Dotkit is flexible in both directions: your scripts can use dotkit functions, and dotkit can orchestrate any external tool that runs from a shell command.

Get dotkit map, dotkit install, and dotkit ask as shell functions inside any script:

#!/bin/sh
set -eu
dotkit map 'brew install {{item}}' <<BODY
gh
ripgrep
neovim
BODY

Make sure that dotkit is installed on your PATH (the installer puts it at ~/.local/bin/), otherwise the shell functions won’t be found.

Dotkit doesn’t care what your scripts do. Anything that runs from a shell command can be orchestrated:

Ansible:

try command -v ansible
brew install ansible
---
ansible-playbook ~/dotkit/playbooks/site.yml

Homebrew Bundle:

configs/brew-bundle.sh
brew bundle --file=~/dotkit/Brewfile

Nix:

tools/nix.sh
try command -v nix
dotkit install https://nixos.org/nix/install -- --daemon
nix-env -iA nixpkgs.git

Stow:

dotfiles/link.sh
cd ~/dotkit/dotfiles
stow -t ~ .

dotkit parse FILE emits shell to stdout without executing.
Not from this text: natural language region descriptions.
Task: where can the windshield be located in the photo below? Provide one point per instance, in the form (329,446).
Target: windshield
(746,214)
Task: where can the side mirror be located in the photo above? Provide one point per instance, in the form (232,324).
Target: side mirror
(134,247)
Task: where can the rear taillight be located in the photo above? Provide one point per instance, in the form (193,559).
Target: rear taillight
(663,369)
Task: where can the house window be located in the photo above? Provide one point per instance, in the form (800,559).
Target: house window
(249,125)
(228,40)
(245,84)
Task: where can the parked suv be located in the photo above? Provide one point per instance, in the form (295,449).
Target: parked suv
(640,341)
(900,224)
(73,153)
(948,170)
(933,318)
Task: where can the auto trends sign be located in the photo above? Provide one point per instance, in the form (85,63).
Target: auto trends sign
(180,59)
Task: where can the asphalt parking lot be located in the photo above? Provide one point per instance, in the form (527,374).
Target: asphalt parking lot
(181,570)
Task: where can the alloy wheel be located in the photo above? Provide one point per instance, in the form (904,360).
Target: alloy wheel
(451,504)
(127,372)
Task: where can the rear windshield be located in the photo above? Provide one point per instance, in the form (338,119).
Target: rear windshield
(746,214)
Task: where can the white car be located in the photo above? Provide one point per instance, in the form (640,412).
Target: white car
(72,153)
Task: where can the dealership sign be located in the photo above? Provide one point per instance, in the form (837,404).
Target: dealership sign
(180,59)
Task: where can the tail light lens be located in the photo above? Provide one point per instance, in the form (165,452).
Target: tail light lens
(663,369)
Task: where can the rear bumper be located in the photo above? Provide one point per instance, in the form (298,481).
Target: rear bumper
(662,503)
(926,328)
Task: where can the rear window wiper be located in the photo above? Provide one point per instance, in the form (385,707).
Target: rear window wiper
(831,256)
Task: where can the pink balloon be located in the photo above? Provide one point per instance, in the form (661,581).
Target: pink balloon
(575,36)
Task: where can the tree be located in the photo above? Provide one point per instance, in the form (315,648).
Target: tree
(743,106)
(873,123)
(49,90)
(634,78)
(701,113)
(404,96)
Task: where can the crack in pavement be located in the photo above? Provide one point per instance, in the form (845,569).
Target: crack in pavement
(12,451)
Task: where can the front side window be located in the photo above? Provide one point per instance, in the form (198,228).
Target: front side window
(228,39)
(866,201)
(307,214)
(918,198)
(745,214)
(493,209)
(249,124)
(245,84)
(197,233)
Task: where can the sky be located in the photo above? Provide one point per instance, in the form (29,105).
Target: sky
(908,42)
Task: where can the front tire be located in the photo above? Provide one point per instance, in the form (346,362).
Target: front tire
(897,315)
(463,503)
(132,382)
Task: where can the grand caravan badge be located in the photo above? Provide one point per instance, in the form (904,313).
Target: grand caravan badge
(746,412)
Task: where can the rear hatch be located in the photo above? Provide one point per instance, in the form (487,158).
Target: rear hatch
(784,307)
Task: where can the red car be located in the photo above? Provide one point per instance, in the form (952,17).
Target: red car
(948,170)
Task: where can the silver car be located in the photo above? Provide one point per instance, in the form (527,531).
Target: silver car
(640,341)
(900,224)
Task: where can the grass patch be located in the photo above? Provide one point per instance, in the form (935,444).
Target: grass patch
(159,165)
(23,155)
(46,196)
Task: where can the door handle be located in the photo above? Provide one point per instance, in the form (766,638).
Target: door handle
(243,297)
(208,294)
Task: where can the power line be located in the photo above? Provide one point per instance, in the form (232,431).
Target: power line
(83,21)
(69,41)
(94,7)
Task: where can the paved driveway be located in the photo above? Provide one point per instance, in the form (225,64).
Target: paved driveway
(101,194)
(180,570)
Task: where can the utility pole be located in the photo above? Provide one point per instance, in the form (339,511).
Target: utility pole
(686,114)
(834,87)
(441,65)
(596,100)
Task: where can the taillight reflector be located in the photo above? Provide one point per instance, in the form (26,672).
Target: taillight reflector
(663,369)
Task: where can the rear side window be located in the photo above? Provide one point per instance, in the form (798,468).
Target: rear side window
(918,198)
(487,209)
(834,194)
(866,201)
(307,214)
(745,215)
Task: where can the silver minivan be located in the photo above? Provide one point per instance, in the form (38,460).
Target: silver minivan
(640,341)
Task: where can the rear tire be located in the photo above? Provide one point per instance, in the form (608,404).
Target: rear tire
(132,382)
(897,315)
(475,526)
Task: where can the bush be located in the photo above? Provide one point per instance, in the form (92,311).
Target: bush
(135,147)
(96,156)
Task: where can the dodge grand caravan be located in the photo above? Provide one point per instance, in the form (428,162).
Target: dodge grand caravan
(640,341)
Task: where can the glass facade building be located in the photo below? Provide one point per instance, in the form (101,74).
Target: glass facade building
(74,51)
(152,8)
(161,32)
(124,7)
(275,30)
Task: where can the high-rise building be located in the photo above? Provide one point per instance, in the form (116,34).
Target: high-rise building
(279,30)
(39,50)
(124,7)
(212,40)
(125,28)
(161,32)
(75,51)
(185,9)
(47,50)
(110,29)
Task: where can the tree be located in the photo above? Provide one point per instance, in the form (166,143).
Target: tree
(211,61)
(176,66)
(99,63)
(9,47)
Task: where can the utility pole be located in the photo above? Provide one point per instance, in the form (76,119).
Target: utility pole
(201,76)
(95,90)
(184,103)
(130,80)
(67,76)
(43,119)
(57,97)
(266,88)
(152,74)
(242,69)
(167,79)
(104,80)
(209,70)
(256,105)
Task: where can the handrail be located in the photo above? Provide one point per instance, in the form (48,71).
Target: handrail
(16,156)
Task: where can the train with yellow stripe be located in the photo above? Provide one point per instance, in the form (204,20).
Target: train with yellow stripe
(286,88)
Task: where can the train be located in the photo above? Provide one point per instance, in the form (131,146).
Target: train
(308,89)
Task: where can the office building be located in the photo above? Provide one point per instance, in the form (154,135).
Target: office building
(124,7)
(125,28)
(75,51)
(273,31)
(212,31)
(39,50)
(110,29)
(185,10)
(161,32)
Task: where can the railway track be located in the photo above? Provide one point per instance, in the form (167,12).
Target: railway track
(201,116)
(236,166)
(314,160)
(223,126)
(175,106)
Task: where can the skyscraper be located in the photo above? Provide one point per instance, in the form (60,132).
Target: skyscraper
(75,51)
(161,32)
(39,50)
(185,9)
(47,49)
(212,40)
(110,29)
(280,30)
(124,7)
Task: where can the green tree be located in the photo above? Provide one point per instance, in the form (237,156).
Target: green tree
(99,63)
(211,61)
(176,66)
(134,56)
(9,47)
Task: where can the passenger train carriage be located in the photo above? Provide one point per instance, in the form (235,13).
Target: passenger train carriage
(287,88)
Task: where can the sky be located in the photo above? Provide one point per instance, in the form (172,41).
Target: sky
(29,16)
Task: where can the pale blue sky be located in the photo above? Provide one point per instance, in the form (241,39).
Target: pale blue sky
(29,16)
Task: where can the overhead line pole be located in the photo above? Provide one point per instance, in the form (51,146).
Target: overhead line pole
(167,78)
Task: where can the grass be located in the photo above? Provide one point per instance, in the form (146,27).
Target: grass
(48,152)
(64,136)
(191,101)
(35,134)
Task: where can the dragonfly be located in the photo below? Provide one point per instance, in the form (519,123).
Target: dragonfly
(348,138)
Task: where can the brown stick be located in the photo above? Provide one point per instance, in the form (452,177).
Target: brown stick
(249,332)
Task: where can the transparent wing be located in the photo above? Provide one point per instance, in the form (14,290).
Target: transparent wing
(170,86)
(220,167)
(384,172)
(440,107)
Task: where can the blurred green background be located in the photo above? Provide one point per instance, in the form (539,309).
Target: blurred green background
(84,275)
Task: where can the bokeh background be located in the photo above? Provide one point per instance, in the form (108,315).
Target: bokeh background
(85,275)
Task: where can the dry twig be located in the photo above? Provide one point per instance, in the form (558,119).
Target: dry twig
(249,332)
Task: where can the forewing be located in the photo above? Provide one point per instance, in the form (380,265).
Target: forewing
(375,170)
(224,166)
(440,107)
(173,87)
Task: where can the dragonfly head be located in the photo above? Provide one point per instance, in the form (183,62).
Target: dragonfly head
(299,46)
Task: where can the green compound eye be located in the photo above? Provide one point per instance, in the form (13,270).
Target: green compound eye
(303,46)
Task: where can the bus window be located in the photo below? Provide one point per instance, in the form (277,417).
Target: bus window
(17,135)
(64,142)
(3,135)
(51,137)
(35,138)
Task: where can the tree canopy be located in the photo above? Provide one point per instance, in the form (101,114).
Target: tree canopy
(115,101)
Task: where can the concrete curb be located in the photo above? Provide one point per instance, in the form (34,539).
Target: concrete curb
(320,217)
Pipe it into any executor:

Terminal window
dotkit parse setup.txt | sh
dotkit parse setup.txt | bash --login

Use this to integrate dotkit parsing into existing provisioning pipelines that already control execution.

Install dotkit CLI via Homebrew:

Terminal window
brew tap dotkit-run/cli
brew install dotkit

This makes dotkit available system-wide, so scripts can reference it without knowing the install path.